The U.S. Supreme Court is scheduled to hear and decide several contentious cases, including matters related to public prayers at government meetings and states' right to restrict access to abortion, as it begins a new session on Monday after a summer break.
One of the cases, Town of Greece v. Galloway, deals with the question whether the public prayer held before a town meeting violates the First Amendment guarantee of separation of church and state.
The verdict in the case – oral arguments of which are scheduled for Nov. 6, according to Reuters – could greatly change the future of public religious expression in the nation.
"I don't think you should have to endure religious indoctrination in order to participate in your own town government," Linda Stephens, one of the challengers in the case concerning prayers held at Greece, N.Y., government meetings, tells NBC.
Town Supervisor John Auberger disagrees. "We have a rich tradition, back to our founding fathers, of opening legislative meetings with a prayer," he is quoted as saying.
The challengers, Stephens and Susan Galloway, argued that most prayers held at Greece government meetings from 1999 to 2010 were delivered by Christian clergy, and therefore the city was endorsing the religion.
The Second U.S. Circuit Court of Appeals in New York previously ruled that the prayer was unconstitutional because although the town did technically allow anyone, of any denomination, to volunteer to give a prayer, it "neither publicly solicited volunteers to invocation nor informed members of the general public that volunteers would be considered or accepted."
However, Joel Oster, senior legal counsel for Alliance Defending Freedom, who represented Greece in the court at the time, told The Christian Post earlier that the decision contradicted past Supreme Court rulings on the matter. "The U.S. Supreme Court already upheld the practice of prayers before deliberative bodies," he said. "This opinion by the Second Circuit effectively undermines the Supreme Court's opinion and places several roadblocks and obstacles for a town to permit legislative prayers."
The Supreme Court ruled in 1983 that the Nebraska state legislature was within its constitutional right in opening its sessions with a prayer from a Christian minister paid to act as the official chaplain.
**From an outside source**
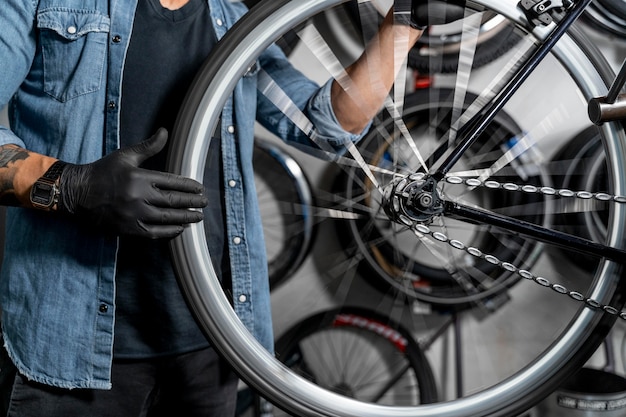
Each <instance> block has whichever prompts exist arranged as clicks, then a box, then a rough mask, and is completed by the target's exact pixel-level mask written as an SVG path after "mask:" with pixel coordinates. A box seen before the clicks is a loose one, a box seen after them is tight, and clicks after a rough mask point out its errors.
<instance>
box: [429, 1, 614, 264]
mask: <svg viewBox="0 0 626 417" xmlns="http://www.w3.org/2000/svg"><path fill="white" fill-rule="evenodd" d="M590 3H591V0H581V1H580V2H578V3H577V4H575V5H574V6H572V8H571V9H570V10H568V11H567V13H565V15H564V16H563V18H562V19H561V20H560V21H559V22H558V23H557V24H556V27H555V29H554V30H553V31H552V33H551V34H550V35H549V36H548V37H547V38H546V39H545V40H544V41H543V42H542V43H541V45H539V47H538V48H537V49H536V50H535V51H534V53H533V54H532V55H531V56H530V58H529V59H528V60H527V61H526V62H525V63H524V64H523V65H522V66H521V68H520V70H519V71H518V72H517V73H516V74H515V75H514V76H513V77H512V78H511V80H509V81H508V82H507V83H506V85H505V86H504V88H503V89H502V91H501V92H500V93H499V94H498V95H497V96H496V97H495V98H494V100H492V101H491V102H490V104H489V105H488V106H487V107H486V108H485V109H483V110H482V111H481V112H480V113H478V114H476V115H475V116H474V117H472V119H470V120H469V122H468V123H467V124H465V125H464V126H463V127H462V128H461V129H459V132H458V137H459V138H460V140H459V143H458V144H457V145H456V147H455V148H454V149H452V151H451V153H450V154H449V155H448V156H447V158H446V159H445V160H444V161H443V162H442V163H441V164H440V165H439V167H438V168H436V169H435V170H434V171H433V172H431V173H430V175H431V176H432V177H433V178H434V179H435V180H437V181H440V180H442V179H443V178H445V176H446V174H447V173H448V172H450V170H451V169H452V167H453V166H454V165H455V164H456V163H457V162H458V161H459V159H460V158H461V157H462V156H463V154H464V153H465V152H466V151H467V150H468V149H469V148H470V147H471V146H472V145H473V144H474V143H475V142H476V141H477V140H478V138H479V137H480V136H481V135H482V134H483V133H484V132H485V130H486V128H487V126H489V124H490V123H491V122H492V121H493V120H494V119H495V117H496V115H497V114H498V112H500V111H501V110H502V109H503V107H504V106H505V105H506V103H507V102H508V101H509V99H510V98H511V97H512V96H513V94H514V93H515V92H516V91H517V90H518V88H519V87H520V86H521V85H522V84H523V83H524V81H526V79H527V78H528V77H529V76H530V75H531V74H532V72H533V71H534V70H535V68H536V67H537V66H538V65H539V64H540V63H541V61H542V60H543V59H544V58H545V57H546V56H547V55H548V54H549V53H550V51H551V50H552V48H553V47H554V45H555V44H556V43H557V42H558V41H559V39H560V38H561V37H562V36H563V35H564V34H565V33H566V32H567V30H568V29H569V27H570V26H571V25H572V24H573V23H574V22H575V21H576V19H578V17H579V16H580V15H581V14H582V13H583V11H584V10H585V8H586V7H587V6H588V5H589V4H590ZM444 213H446V214H450V215H453V216H457V217H462V218H465V219H467V220H470V221H477V220H478V221H480V222H481V223H483V224H489V225H492V226H500V227H506V228H507V229H509V230H513V231H515V232H517V233H520V234H524V235H526V236H529V237H532V238H535V239H537V240H540V241H543V242H548V243H552V244H556V245H559V246H564V247H569V248H573V249H576V250H578V251H580V252H583V253H588V254H591V255H597V256H602V257H604V258H607V259H610V260H612V261H615V262H619V263H625V262H626V251H625V250H622V249H617V248H613V247H610V246H607V245H603V244H599V243H596V242H592V241H590V240H586V239H583V238H580V237H577V236H572V235H570V234H567V233H563V232H559V231H556V230H552V229H548V228H545V227H542V226H539V225H536V224H531V223H528V222H524V221H521V220H518V219H514V218H509V217H504V216H500V215H497V214H495V213H493V212H490V211H486V210H476V209H475V208H471V207H467V206H463V205H460V204H458V203H453V204H452V203H446V204H445V208H444Z"/></svg>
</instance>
However, the court has also held that governments cannot appear to endorse a particular religious view.
The court is also expected to take up two cases concerning abortion.
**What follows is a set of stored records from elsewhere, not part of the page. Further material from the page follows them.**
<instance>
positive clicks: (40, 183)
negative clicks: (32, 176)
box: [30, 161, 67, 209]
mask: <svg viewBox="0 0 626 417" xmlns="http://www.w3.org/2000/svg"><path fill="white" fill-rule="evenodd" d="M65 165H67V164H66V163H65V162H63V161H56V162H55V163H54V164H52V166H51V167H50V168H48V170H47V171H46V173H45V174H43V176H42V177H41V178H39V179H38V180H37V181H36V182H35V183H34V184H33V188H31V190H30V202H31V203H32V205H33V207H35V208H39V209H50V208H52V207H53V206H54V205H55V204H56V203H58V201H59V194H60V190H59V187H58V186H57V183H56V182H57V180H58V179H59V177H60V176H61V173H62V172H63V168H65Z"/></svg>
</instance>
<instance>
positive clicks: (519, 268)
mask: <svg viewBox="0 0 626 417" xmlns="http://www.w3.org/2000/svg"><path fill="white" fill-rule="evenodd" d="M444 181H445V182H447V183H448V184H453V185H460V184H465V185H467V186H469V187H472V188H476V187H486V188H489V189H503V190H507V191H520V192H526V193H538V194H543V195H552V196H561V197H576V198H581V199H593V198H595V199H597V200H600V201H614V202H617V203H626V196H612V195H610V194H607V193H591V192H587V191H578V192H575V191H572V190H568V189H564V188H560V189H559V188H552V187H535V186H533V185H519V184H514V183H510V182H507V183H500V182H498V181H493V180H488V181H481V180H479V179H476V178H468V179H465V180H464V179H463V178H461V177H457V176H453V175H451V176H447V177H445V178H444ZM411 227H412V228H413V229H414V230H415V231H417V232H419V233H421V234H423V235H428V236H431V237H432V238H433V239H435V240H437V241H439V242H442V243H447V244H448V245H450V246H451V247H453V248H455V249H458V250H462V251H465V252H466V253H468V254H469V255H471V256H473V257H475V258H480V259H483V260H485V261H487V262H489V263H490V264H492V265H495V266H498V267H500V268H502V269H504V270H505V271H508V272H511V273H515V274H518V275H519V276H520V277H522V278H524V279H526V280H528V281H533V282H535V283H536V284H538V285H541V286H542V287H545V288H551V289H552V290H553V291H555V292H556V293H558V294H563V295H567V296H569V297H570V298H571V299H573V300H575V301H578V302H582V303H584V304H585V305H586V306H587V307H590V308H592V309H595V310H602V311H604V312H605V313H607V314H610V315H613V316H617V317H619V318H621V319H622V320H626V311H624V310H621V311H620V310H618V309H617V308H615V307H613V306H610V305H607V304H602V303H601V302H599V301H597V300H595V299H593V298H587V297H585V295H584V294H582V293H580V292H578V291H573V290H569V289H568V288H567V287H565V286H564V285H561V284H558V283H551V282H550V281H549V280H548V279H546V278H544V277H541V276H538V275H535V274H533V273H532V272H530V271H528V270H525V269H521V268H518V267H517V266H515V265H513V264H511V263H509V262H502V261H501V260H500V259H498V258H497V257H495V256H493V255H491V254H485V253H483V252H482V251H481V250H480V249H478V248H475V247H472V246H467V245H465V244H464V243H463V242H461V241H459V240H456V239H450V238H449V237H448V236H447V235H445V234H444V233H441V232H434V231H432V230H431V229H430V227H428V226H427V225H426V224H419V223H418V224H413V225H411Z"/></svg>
One of them is McCullen v. Coakley, in which the court will deal with the question whether a Massachusetts law that ensures access for patients at clinics that offer abortions violates the free speech rights of protesters.
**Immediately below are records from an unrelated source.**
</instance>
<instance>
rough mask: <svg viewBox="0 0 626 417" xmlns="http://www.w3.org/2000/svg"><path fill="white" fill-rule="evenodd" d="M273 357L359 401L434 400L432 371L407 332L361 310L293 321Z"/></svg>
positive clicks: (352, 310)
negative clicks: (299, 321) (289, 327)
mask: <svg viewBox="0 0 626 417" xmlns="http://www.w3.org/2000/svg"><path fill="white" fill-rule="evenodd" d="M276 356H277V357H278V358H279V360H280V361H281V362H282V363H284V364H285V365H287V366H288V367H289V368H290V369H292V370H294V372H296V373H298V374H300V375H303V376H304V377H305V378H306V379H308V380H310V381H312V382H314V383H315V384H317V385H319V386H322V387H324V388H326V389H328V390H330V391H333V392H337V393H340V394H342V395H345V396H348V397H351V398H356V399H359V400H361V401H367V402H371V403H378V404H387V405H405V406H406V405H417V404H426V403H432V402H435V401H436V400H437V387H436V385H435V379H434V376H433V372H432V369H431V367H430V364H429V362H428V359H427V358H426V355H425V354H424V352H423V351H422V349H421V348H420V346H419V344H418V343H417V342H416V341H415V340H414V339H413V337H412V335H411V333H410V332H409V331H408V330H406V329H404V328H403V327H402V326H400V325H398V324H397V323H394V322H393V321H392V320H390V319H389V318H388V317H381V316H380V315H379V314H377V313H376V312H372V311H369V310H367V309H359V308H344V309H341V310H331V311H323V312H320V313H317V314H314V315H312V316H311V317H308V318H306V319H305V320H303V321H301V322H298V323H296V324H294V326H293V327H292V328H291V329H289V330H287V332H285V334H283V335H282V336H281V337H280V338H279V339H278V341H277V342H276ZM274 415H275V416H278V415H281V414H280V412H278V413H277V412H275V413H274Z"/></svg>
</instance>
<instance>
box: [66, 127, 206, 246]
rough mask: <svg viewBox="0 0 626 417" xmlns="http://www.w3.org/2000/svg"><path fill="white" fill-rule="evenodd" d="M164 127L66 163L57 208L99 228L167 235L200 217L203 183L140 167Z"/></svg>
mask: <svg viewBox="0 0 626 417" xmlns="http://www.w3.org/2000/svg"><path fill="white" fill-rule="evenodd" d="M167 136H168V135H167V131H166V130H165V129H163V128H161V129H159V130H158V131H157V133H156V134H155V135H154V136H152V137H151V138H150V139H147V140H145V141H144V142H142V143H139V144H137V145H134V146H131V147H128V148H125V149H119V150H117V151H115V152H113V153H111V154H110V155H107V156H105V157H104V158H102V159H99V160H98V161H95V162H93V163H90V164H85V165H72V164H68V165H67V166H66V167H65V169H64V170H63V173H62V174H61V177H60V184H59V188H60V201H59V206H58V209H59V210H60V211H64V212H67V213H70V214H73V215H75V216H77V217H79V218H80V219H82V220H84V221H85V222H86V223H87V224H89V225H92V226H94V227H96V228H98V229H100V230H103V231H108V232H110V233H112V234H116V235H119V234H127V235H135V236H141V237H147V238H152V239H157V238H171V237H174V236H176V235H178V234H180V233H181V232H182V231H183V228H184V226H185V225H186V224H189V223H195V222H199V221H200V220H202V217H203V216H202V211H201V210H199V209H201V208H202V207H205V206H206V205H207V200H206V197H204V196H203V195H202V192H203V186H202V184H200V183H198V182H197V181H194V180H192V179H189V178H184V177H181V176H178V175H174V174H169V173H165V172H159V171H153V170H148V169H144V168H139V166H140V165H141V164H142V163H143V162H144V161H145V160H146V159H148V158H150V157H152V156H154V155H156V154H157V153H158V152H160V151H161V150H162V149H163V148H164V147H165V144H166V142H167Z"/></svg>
The other case, Cline v. Oklahoma Coalition for Reproductive Justice on whether states may limit the use of abortion-inducing drugs, has been referred to the Oklahoma Supreme Court for a clarification, according to The New York Times.
The court is also likely to hold hearings in cases concerning President Obama's health care law, or "Obamacare," which forces employers to provide insurance coverage for contraceptives, sterilizations and abortion-inducing drugs, irrespective of their religious beliefs.
The court hearings and decisions in this new term are expected to hit headlines in the coming months. As Kannon Shanmugam, a lawyer with Williams & Connolly, tells NBC, "This is the year of the sequel."